Und der alte Bergmannsspruch "vor der Hacke ist es duster" trifft auch am Besten die fundamentale Einstellung der Sensortypen: Es macht keinen Sinn weit in die Zukunft zu denken, man weiß sowieso nicht was kommt und muss es nehmen wie es kommt. Im Bergbau funktioniert das System auch: man hat jede Menge Kumpels die graben wie es ihnen die Steiger und schlussendlich die Bergwerksleitung und der Geologe sagen. Man will ja schließlich irgendwann auf Erz oder was immer man fördern will stoßen. Und das ist das ganz, ganz große Problem der Demokratie: Ein demokratisches Bergwerk, bei dem alle Beteiligten mit gleicher Stimme über die Grabrichtung entscheiden würden würde niemals irgendwas fördern, weil die Kumpels keine Ahnung haben wo das Erz überhaupt zu finden ist und die Zahl derjenigen die es wissen ist einfach viel zu gering. Und dann gibt es noch die Möglichkeit dass sich unter den Kumpels ein Agitator (früher nannte man das "Rädelsführer") findet der genügend Stimmen hinter sich vereinigt um den Kurs vorzugeben. Man stelle sich nur die Situation vor wo links harter Granit ansteht und rechts weicher Kalkstein der sich prima graben lässt. Natürlich würde demokratisch nach rechts gegraben. Das Gold liegt aber hinter dem Granit ...

Die Stimme der Vernunft ist dagegen viel zurückhaltender bei den verwendeten Methoden und deshalb in Punkto Überzeugungskraft fast immer unterlegen. Außer vielleicht wenn den Kumpels gerade die Scheiße im Gesicht explodiert weil man das gemacht hat was die Rädelsführer gesagt haben. So wie sich gerade infolge des Ukraine-Kriegs zeigt was man alles in den letzten Jahrzehnten falsch gemacht hat. Und selbst dann noch finden sich jede Menge Leute die den Anführern glauben die behaupten alles würde so wie vorher wenn man alles macht so wie vorher.

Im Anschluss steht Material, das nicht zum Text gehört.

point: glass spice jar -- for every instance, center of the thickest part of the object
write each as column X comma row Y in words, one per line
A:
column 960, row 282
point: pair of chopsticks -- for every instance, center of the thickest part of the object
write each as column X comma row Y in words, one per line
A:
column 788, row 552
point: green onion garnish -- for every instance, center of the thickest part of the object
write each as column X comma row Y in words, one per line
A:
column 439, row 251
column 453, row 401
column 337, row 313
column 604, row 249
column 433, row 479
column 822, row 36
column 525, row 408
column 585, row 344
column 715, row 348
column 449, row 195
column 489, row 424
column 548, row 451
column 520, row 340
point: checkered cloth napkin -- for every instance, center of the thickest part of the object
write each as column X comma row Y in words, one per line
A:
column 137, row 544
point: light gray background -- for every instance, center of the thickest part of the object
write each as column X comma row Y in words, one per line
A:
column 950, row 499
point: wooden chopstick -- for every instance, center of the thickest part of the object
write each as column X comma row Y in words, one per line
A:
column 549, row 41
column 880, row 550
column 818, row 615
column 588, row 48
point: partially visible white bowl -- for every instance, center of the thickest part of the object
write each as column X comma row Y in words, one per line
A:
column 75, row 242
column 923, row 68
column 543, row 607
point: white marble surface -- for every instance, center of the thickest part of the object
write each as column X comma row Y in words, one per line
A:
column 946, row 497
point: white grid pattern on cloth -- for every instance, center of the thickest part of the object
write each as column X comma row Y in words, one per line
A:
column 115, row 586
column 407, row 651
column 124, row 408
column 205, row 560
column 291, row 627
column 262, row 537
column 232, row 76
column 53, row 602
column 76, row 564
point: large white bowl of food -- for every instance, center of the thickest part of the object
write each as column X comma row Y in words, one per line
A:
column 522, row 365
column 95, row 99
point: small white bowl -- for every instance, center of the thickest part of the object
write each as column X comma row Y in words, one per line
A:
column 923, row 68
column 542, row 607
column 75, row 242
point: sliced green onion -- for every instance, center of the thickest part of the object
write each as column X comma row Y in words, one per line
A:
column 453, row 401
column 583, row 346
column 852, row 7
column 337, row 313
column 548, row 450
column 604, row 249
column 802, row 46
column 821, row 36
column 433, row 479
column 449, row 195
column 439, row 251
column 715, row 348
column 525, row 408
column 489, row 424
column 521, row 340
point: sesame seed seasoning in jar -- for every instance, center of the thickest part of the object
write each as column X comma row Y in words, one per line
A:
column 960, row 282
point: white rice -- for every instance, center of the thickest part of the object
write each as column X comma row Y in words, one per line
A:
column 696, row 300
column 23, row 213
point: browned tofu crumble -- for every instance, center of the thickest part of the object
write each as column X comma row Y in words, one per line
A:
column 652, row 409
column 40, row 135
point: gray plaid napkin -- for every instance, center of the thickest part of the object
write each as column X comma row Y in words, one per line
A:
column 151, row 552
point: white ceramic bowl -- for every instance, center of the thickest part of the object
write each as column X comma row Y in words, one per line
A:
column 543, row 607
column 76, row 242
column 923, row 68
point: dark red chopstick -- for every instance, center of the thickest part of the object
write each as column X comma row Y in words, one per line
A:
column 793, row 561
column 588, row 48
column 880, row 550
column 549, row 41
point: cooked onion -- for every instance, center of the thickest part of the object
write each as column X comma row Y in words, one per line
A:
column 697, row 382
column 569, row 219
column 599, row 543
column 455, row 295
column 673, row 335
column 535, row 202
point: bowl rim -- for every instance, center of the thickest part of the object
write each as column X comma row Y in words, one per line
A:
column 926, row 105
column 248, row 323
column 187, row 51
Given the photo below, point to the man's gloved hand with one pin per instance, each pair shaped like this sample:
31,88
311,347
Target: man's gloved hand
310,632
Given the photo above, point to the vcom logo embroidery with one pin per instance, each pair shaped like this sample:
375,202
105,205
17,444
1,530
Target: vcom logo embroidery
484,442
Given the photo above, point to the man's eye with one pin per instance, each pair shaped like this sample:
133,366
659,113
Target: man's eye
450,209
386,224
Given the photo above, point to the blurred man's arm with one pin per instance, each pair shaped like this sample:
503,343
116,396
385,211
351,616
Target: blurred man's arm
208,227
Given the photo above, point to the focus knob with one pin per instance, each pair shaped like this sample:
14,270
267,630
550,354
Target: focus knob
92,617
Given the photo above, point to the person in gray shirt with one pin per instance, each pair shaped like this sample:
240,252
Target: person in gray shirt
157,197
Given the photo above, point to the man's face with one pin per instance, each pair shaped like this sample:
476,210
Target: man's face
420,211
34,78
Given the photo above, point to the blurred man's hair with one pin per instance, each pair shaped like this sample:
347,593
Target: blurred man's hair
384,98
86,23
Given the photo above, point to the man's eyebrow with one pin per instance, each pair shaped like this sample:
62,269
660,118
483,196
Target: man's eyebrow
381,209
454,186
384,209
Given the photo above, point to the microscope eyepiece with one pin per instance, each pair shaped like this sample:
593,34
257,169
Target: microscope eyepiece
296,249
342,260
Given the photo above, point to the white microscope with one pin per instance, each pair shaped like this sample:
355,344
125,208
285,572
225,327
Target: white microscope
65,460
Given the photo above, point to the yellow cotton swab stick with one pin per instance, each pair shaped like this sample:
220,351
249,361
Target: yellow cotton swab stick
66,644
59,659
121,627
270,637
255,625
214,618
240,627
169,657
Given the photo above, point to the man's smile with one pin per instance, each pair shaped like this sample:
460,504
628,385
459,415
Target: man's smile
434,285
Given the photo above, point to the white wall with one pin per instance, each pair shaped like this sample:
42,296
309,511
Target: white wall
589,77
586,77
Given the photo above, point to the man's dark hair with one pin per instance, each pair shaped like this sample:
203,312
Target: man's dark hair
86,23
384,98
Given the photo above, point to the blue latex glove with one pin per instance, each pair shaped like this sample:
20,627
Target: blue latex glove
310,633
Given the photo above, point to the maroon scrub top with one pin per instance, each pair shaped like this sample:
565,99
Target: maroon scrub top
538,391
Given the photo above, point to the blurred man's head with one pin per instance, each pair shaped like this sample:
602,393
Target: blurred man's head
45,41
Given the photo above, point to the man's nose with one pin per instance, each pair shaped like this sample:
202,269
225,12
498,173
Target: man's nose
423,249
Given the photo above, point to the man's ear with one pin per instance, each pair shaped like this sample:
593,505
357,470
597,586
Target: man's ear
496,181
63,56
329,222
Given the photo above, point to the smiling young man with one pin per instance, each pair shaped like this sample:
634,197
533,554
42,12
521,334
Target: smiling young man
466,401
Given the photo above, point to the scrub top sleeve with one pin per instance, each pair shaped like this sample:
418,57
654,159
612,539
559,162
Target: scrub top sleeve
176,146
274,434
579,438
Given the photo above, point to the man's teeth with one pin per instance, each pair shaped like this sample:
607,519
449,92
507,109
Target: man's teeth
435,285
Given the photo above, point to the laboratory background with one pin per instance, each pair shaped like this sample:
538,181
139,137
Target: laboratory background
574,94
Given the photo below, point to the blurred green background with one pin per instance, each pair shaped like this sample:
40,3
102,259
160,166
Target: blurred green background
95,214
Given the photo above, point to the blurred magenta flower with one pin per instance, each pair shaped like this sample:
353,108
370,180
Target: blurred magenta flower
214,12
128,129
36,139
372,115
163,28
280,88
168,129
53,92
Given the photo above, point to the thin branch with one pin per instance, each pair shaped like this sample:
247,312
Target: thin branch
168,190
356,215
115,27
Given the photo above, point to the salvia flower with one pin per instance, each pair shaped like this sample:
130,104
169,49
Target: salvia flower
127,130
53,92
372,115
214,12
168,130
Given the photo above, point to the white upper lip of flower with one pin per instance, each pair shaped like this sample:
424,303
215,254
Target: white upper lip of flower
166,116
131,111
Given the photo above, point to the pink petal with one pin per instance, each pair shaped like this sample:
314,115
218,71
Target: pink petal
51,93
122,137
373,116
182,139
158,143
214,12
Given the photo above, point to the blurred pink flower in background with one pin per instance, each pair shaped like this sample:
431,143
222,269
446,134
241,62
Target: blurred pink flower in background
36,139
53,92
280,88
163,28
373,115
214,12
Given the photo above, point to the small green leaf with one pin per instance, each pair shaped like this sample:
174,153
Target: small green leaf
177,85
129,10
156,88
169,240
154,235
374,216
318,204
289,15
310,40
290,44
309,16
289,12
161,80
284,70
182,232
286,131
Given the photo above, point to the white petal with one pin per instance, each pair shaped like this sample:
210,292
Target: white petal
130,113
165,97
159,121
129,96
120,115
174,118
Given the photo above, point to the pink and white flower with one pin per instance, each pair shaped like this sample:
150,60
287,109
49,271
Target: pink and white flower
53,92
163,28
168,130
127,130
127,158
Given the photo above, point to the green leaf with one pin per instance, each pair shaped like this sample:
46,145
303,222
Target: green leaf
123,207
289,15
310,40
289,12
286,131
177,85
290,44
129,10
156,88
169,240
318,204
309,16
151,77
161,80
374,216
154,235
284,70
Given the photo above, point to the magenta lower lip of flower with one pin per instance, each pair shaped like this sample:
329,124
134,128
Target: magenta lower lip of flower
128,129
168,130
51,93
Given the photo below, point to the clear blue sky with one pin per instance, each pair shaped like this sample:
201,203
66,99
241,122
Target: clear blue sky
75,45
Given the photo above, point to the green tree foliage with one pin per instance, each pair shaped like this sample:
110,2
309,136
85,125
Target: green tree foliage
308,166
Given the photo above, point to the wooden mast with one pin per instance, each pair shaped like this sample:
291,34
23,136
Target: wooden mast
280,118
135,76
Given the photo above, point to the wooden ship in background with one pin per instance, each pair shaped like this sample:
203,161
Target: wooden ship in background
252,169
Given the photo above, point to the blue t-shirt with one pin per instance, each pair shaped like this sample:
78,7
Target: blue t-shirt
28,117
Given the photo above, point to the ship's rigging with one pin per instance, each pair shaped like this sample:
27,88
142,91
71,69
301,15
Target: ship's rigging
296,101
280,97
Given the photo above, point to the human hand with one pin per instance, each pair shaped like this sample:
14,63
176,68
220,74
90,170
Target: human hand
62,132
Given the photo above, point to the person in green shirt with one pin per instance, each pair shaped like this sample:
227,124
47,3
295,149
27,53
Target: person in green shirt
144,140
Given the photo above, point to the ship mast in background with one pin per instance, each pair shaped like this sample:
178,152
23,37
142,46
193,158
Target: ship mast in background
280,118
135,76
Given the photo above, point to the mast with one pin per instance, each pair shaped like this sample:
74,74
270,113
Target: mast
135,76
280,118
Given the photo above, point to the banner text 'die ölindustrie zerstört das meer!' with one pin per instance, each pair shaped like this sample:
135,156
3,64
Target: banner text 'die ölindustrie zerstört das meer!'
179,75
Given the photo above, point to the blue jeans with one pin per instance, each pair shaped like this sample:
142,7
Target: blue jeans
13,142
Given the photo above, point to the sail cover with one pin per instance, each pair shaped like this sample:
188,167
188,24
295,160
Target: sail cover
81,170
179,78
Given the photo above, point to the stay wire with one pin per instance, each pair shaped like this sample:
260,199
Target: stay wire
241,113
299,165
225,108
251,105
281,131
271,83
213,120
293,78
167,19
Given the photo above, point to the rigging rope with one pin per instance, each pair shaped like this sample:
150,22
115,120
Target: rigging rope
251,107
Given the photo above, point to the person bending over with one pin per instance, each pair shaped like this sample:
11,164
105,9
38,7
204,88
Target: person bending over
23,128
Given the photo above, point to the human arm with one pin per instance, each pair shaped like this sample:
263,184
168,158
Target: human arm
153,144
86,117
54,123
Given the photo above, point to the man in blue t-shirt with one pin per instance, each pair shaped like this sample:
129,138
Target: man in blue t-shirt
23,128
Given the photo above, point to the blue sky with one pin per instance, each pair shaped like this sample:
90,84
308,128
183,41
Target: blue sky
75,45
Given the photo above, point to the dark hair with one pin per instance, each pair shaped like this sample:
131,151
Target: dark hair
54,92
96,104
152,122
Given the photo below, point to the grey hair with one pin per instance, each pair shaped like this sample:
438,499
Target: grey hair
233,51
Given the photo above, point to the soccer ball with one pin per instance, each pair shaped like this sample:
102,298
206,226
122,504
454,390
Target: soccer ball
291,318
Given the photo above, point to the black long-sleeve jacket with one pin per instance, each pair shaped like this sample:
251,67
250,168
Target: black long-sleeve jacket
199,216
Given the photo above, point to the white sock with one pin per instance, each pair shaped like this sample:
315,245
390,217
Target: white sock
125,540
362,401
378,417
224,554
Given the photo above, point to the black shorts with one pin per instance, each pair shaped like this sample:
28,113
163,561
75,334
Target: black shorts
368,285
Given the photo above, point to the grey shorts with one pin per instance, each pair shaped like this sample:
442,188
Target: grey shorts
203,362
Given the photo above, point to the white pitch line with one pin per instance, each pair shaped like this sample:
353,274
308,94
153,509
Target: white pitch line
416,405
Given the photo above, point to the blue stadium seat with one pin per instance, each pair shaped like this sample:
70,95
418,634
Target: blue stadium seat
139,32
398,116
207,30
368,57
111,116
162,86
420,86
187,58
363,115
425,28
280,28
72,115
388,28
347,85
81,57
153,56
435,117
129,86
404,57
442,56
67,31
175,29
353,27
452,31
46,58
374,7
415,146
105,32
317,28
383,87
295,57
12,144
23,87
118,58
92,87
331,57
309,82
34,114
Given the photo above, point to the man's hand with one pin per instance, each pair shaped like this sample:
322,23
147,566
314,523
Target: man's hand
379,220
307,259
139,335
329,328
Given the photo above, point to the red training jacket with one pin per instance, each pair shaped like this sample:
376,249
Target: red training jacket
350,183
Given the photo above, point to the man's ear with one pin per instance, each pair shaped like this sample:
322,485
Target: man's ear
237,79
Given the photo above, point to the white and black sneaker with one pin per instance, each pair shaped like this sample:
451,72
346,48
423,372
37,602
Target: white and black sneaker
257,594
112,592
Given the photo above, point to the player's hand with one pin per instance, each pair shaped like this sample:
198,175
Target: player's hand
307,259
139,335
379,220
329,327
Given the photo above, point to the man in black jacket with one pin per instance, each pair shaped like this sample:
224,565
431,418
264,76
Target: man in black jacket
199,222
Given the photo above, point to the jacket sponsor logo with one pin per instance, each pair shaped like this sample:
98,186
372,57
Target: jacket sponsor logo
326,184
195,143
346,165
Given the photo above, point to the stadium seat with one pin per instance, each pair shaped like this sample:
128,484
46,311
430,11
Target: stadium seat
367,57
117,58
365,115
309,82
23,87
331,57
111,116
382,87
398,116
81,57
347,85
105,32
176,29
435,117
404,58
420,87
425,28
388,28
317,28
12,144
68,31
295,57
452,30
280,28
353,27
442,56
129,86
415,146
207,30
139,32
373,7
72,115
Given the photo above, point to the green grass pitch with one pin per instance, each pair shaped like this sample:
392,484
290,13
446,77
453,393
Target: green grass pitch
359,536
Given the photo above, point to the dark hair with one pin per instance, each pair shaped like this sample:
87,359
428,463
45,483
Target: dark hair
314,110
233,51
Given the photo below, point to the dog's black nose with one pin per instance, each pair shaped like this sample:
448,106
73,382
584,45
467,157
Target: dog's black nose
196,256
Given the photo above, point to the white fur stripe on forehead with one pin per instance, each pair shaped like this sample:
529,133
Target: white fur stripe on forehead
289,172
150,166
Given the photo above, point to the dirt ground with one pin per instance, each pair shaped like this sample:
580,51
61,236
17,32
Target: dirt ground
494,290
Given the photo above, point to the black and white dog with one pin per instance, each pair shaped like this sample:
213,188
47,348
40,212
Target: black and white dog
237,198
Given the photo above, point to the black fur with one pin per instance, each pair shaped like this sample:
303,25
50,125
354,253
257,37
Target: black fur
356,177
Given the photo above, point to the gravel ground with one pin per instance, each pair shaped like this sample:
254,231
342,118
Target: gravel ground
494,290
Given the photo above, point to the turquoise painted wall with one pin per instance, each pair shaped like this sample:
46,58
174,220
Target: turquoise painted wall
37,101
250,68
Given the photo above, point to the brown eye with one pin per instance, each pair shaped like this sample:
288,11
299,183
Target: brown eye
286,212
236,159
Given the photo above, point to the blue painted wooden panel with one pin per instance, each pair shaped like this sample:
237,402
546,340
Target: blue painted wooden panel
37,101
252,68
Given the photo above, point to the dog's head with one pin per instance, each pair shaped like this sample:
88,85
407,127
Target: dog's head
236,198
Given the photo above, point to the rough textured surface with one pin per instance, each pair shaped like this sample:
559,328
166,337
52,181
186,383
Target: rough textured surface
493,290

Die Crux ist: von all den möglichen Szenarien funktioniert nur das vernünftige Bergwerk. Wie gesagt, nicht das demokratische, nicht das autokratische (der skrupelloseste reißt die Führung an sich) und auch nicht die Oligarchie (was in etwa dem real existierenden Kommunismus entspricht), also unter allen Beteiligen alle schwarzhaarigen oder so. Kleptokratie sowieso nicht (man bekommt Führungsverantwortung und verscherbelt die Maschinen unter der Hand). Funktionieren wird es nur, wenn diejenigen die Entscheidungen treffen die es tatsächlich am Besten können. Theoretisch sollte die Demokratie das bewerkstelligen, aber dazu müssten die Wähler entscheiden wer eine Ahnung hat und davon haben wiederum die Wähler keine Ahnung.